Yokan is a Japanese sweet made from agar, sugar, arrowroot powder, water, and adzuki bean paste. It ends up something like Turkish Delight. Sometimes additional flavourings such as fruit or chestnuts are added. Westerners tend to prefer these, finding that for them the plain ones have no taste.
You can buy it in Japan ready-made, sold in pieces packaged in plastic bags.
It’s not always just sold solid, though: it sometimes can be bought in a liquidy form in a snack-sized can that comes with its own spoon for eating straight out of the can.
A Chinese version, called Pea Jelly, is made with split peas.
Cha Yokan (aka Matcha Yokan)
Yokan flavoured with matcha powdered green tea.

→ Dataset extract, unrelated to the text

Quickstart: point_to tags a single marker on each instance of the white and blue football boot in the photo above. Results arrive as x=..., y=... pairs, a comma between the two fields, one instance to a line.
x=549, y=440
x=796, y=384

Yokan with pieces of steamed chestnuts (marrons) in it.
Yoru no Ume
Yokan made from paste from Dainagon Beans (a premium variety of Adzuki beans.)
Made from sweet potatoes instead of bean paste.
To make at home, you soak the agar-agar in water for half an hour, tear it into small pieces, then simmer until it has dissolved, then strain. You then add sugar and bean paste to the water, simmer for about 5 minutes, remove from heat, let cool and pour into a tray or mould. You then set it aside to let it firm up. It is cut into squares to serve.
Store indefinitely in refrigerator.
Yokan started to evolve as a dessert between 1600 and the mid 1800s (the Edo period), as sugar slowly became available to more cooks.